Il giornalista della BBC Edward Lawrence è stato «picchiato e preso a calci dalla polizia» prima di essere detenuto mentre copriva una protesta contro il confino per le proteste del COVID-19 in Cina.
L’emittente si è detta «profondamente preoccupata» dopo aver confermato che il cameraman «è stato attaccato» a Shanghai domenica, mentre le immagini diffuse sui social media mostravano agenti di polizia che trascinavano il giornalista ammanettato per terra.
«La BBC è profondamente preoccupata per il trattamento riservato al nostro giornalista Ed Lawrence, che è stato arrestato e ammanettato mentre copriva le proteste a Shanghai», ha dichiarato un portavoce della BBC.
L’emittente ha aggiunto che Lawrence, ora rilasciato, è stato trattenuto per diverse ore. «Durante la detenzione è stato picchiato e preso a calci dalla polizia. È successo mentre lavorava come giornalista accreditato», ha dichiarato il portavoce della BBC.
«È molto preoccupante che uno dei nostri giornalisti sia stato attaccato in questo modo mentre svolgeva il suo lavoro», ha aggiunto il portavoce, parlando con l’emittente britannica LBC.
La BBC ha criticato il fatto che l’emittente non abbia ricevuto alcuna spiegazione ufficiale o scuse dalle autorità, «al di là di una dichiarazione dei funzionari secondo cui era stato arrestato per il suo bene, nel caso avesse contratto il coronavirus tra la folla».
«Non riteniamo che questa sia una spiegazione credibile», ha dichiarato il portavoce dell’emittente.
Lawrence, che lavora per l’azienda nella sede centrale di Pechino, si è recato a Shanghai per le proteste di massa in città.
Secondo quanto riportato dallo stesso giornalista sul suo profilo Twitter, la polizia ha bloccato le strade e non ha lasciato passare le persone dopo l’aumento della folla.

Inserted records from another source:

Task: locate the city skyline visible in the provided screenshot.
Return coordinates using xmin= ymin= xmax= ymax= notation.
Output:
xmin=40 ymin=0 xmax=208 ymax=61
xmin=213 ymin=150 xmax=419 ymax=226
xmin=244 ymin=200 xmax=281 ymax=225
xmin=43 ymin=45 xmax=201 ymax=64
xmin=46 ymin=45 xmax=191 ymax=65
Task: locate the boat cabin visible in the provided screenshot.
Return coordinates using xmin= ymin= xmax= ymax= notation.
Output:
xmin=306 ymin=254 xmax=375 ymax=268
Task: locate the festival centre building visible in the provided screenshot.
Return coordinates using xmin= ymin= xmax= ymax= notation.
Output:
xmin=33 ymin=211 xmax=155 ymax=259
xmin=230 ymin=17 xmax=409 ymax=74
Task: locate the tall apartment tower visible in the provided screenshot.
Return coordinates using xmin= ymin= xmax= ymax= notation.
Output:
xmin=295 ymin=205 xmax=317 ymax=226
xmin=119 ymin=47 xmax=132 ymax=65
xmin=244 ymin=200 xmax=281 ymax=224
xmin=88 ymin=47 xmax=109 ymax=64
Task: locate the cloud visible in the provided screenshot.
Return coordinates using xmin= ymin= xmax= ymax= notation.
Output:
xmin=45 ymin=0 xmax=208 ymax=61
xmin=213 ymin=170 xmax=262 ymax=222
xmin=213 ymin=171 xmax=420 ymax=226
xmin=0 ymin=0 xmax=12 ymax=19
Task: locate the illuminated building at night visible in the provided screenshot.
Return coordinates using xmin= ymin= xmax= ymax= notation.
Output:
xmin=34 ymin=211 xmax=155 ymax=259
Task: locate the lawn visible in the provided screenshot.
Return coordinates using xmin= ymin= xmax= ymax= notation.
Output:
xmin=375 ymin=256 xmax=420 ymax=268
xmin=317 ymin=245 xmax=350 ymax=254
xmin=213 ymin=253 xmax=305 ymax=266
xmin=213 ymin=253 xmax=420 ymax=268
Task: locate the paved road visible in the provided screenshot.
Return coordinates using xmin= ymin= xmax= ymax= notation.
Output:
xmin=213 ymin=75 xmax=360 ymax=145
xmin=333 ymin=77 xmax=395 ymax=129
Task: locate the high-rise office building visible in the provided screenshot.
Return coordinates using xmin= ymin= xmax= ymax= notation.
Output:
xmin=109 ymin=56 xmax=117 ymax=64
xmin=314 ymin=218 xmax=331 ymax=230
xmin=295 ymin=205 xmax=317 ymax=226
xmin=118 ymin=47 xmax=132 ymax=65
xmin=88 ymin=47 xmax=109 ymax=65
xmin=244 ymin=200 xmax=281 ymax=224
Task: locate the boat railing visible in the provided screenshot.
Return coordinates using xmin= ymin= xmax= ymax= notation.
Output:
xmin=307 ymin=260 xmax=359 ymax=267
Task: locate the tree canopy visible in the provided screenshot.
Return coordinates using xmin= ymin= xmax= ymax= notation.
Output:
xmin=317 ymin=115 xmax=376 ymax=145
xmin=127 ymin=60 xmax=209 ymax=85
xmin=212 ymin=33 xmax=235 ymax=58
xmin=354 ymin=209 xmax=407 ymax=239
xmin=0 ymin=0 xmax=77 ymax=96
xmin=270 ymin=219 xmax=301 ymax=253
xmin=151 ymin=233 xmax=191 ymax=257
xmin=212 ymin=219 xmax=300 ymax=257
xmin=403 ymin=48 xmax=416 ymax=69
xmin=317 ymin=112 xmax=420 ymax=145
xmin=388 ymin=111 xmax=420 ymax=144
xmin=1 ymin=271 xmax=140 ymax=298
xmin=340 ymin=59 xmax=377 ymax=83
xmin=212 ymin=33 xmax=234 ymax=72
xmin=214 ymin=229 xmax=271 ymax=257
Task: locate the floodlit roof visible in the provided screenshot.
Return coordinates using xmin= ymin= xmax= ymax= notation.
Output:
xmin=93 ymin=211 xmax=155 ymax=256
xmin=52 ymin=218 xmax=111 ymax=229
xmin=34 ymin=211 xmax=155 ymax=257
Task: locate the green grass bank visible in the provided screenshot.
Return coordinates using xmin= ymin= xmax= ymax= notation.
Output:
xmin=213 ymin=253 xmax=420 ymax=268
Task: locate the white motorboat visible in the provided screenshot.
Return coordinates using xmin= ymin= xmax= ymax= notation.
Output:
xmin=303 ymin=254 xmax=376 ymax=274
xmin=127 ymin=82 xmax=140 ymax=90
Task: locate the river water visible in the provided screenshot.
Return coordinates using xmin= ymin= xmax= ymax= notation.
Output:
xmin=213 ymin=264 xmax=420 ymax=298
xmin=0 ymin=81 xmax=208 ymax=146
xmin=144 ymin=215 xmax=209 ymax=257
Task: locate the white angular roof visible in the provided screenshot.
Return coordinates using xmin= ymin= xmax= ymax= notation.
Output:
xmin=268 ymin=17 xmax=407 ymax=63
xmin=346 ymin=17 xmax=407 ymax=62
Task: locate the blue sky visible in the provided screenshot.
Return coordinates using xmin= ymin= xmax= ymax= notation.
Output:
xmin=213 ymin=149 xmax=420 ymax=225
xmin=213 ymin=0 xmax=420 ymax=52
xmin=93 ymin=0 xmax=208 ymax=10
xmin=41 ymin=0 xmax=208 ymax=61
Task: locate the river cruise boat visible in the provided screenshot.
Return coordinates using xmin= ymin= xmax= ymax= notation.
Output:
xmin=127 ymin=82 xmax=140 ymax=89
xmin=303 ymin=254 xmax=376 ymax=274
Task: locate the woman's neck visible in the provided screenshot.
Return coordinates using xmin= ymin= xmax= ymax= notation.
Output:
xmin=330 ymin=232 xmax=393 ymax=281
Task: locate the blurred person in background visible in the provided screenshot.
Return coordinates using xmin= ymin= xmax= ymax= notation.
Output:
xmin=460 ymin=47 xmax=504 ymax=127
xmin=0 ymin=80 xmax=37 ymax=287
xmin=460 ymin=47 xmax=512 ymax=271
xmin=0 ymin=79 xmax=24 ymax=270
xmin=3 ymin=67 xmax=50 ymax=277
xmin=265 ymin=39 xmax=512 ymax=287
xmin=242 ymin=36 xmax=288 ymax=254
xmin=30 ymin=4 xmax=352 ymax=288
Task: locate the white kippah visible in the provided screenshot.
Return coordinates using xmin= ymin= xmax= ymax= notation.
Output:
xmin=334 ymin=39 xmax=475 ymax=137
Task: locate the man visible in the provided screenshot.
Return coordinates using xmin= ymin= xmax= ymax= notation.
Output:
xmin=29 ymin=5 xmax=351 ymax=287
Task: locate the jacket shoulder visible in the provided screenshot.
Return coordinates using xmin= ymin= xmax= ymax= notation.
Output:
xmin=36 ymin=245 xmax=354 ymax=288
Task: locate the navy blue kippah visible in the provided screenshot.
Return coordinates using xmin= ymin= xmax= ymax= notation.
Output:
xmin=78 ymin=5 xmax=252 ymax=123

«Ho visto la polizia arrestare tre persone, due delle quali hanno affrontato gli agenti. C’è una tensione silenziosa fino a quando una persona non grida, poi la folla canta e applaude in segno di sostegno», ha spiegato, dopo aver sottolineato che le proteste sono state pacifiche con molti controlli da parte della polizia.
Da venerdì, i residenti in Cina hanno inscenato diverse proteste in diverse città del Paese per le misure imposte contro il coronavirus nell’ambito della cosiddetta politica «COVID Zero» attuata da Xi Jinping.
Il numero di infezioni da coronavirus ha raggiunto un livello record nel Paese, con oltre 40.000 persone infettate.